The Winslow Post Office is poised for change, according to United States Postal Service officials, city leaders and T & C President Larry Nakata, whose grocery store may expand to the adjacent USPS-owned land on which the existing post office building sits.

The USPS is hosting a public meeting at 5 p.m. July 22 at the Commons to discuss the future of the facility, which was built in 1973.

Postal service spokesman Ernie Swanson declined to give details about the meeting or the postal service’s plans, but an expansion or possible move from downtown is in the works, according to a July 7 letter to Mayor Darlene Kordonowy from USPS Seattle District Manager Harold Matz.

“The Postal Service has determined that the present postal facility is inadequate to serve future postal needs,” the letter says. “We need to expand operations to enhance both the quality of postal services we provide to your community and our employees’ working conditions.”

One option is to expand at the current site, the letter says. Another would be to relocate to a different building or build an entirely new facility at a different site.

The existing building is just under 6,500 square feet and sits on a roughly 45,000-square-foot lot owned by the postal service; it is the workplace of 40 postal employees.

Postal service officials said an ideal facility would be an 8,000-square-foot building on a 75,000-square-foot site.

Moving the postal facility could open the door for an expansion of T & C, something the grocery store’s owners have long desired.

Nakata on Tuesday confirmed the store and postal service were discussing a possible deal, but declined to give details until after the meeting next week.

A new post office could be built between McDonald’s and Ace Hardware on High School Road, on a parcel owned by T & C, Nakata said.

“Yes, we have been talking with them,” Nakata said. “But there is no firm decision. It really is the (postal service’s) story and I want to honor that.”

Kordonowy said she’s spoken with both Nakata and postal officials about the deal.

The city’s only role to this point has been to help schedule and give notice about the public meeting, and to advocate for maintaining a post office of some kind in Winslow, Kordonowy said.

“This is a legal real estate transaction between the federal government and a property owner,” she said. “Keeping a retail post office presence downtown is very important, and Larry understands and agrees with that.”

A contract postal unit opened earlier this year at Paper Products, Etc., on Winslow Way. It offers full service, except for money-order sales and post office boxes. The store buys the postal supplies and gets a commission – about 10 percent of sales – from the government; the store’s employees also serve as postal clerks.

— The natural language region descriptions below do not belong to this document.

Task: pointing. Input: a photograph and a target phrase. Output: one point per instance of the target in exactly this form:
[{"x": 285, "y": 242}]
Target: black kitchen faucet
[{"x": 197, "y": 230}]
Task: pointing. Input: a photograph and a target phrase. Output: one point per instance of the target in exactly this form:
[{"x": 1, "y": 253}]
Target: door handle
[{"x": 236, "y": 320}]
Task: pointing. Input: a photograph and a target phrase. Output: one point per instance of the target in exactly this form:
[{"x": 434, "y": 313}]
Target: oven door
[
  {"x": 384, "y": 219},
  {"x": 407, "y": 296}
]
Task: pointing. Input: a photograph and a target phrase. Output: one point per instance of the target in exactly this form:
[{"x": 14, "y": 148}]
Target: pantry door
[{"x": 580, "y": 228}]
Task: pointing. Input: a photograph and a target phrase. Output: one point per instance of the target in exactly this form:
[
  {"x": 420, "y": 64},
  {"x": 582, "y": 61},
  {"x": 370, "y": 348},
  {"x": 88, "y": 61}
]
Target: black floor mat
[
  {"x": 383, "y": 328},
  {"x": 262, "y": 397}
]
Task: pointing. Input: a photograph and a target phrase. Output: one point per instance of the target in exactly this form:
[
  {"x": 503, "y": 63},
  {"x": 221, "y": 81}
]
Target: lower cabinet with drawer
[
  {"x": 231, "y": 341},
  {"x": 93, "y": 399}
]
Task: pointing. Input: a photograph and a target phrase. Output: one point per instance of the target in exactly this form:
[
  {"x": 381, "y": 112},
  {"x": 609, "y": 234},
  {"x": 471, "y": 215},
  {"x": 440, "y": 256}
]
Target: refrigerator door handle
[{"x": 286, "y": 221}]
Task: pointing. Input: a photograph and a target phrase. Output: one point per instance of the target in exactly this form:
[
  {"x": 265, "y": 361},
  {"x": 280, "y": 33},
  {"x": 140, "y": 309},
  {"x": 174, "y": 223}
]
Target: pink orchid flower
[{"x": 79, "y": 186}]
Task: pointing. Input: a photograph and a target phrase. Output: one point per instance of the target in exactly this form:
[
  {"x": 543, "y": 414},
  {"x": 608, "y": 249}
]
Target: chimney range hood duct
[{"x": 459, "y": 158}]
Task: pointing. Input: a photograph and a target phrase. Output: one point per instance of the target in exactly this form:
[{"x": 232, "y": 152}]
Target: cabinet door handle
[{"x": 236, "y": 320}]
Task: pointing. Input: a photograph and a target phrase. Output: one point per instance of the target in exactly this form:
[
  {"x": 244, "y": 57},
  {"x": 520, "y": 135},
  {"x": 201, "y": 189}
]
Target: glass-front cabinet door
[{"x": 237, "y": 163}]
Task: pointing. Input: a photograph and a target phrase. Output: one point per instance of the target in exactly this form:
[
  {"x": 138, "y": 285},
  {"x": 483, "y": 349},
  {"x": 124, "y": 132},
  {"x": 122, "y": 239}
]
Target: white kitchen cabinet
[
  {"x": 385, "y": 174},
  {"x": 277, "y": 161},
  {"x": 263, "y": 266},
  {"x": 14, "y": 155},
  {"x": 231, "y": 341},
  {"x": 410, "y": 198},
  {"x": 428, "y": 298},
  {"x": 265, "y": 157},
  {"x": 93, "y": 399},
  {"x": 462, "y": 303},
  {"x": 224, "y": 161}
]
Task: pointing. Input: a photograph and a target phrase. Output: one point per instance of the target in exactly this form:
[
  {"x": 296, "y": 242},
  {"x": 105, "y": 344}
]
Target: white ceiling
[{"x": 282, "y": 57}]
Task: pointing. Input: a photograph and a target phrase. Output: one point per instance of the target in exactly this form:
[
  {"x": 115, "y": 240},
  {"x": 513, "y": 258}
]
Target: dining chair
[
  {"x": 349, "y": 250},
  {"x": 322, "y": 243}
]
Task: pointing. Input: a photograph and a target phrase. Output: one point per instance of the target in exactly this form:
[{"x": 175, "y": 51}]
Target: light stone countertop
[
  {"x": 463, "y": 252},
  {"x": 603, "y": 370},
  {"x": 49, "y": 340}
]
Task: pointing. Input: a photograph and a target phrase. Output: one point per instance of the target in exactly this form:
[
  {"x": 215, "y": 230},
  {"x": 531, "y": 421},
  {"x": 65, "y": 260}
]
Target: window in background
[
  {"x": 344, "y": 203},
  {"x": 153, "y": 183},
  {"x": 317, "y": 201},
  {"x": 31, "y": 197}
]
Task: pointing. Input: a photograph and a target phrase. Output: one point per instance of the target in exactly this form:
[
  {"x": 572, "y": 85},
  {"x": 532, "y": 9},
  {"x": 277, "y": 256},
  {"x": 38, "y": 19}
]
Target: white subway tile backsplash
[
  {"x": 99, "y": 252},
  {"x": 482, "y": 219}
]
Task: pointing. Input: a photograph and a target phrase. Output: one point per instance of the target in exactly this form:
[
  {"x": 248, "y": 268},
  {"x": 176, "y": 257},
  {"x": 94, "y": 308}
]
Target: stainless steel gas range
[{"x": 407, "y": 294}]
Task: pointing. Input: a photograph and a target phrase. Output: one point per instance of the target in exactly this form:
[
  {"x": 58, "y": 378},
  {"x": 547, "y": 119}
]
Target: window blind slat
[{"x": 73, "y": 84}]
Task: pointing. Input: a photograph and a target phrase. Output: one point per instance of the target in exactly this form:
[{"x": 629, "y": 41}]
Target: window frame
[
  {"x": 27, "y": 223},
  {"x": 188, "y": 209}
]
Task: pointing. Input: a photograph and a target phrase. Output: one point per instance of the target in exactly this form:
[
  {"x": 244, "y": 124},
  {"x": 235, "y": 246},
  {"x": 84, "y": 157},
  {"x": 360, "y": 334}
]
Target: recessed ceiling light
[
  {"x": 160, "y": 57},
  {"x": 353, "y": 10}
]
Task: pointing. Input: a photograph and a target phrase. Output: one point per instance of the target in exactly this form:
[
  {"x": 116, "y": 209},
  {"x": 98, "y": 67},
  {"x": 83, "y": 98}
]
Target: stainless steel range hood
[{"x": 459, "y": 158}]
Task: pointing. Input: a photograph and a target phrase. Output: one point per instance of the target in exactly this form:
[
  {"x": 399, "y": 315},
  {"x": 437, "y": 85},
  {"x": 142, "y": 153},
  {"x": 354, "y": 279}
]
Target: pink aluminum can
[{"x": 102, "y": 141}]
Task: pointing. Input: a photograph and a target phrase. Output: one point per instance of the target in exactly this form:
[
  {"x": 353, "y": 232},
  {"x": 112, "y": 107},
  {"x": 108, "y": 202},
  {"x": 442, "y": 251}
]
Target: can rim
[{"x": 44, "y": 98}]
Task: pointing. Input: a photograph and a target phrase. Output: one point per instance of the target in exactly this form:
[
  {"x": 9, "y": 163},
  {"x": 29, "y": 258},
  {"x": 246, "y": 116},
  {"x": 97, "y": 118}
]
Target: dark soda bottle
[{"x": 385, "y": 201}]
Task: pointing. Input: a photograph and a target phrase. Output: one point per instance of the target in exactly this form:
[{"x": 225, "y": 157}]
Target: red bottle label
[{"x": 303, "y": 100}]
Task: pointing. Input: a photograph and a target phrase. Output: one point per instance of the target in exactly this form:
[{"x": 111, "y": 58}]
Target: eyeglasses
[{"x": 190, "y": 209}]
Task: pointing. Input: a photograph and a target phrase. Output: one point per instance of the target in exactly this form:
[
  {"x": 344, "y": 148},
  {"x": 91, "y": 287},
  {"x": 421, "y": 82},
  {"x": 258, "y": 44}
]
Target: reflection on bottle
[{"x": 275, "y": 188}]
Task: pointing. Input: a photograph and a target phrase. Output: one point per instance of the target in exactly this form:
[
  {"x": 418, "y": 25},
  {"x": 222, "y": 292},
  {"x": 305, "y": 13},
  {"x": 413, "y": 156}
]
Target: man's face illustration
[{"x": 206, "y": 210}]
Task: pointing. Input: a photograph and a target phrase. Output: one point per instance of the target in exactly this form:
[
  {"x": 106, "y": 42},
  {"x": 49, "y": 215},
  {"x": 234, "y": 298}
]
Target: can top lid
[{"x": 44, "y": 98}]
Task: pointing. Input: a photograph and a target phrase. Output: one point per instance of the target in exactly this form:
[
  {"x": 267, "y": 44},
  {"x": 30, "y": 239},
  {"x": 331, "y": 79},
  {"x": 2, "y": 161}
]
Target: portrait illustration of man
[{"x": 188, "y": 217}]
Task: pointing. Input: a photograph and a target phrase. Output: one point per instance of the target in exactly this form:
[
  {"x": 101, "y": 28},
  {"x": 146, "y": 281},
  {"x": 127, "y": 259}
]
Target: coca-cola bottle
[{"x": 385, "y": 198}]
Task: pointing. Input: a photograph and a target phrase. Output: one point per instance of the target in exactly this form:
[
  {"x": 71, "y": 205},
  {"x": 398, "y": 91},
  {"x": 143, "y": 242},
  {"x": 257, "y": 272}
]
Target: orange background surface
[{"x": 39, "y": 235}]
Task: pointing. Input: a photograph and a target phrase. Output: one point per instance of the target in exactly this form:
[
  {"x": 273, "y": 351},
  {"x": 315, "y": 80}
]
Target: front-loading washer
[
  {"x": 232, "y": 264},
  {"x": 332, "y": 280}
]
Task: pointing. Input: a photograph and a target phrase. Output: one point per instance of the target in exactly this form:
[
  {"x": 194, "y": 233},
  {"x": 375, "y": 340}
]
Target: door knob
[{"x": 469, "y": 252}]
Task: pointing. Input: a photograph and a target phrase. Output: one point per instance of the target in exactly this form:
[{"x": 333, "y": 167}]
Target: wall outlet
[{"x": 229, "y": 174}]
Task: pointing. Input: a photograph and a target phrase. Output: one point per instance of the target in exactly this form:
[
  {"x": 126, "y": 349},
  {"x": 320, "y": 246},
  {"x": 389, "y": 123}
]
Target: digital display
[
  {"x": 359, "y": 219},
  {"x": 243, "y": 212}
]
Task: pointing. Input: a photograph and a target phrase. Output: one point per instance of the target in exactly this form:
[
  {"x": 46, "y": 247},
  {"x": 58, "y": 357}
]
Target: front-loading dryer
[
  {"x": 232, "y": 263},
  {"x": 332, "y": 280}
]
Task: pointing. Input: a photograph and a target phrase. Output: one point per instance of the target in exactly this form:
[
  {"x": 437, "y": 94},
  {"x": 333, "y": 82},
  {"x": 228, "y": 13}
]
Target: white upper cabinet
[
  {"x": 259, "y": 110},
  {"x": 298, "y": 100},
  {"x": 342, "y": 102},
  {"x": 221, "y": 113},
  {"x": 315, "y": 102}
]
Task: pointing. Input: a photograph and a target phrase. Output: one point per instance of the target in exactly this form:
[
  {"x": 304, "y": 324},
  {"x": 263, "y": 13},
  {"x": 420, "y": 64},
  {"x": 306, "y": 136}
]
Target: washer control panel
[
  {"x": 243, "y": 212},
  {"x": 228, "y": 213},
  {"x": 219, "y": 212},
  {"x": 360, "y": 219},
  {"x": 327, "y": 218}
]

Both Nakata and the letter from postal service officials said postal customers should still be served in Winslow if the post office is moved elsewhere.

“In the event another building or site must be identified, every effort will be made to maintain a postal presence in the downtown business area of Bainbridge Island,” the letter says.

Moving the post office would be good news for those who want T & C – which last year celebrated its 50th anniversary – to continue to anchor the downtown.

Without a viable expansion plan, some have speculated it would be T & C – and not the post office – moving out of Winslow.

Chamber of Commerce Director Kevin Dwyer said the rumored post office move, if it happens, would be preferable.

“It’s a great deal,” Dwyer said. “It sends the message that T & C, which is an iconic business, is committed to staying in downtown Winslow.”

Kordonowy agreed.

“I hope some people see it as a reason to celebrate,” she said. “It would mean keeping our main grocery store downtown.”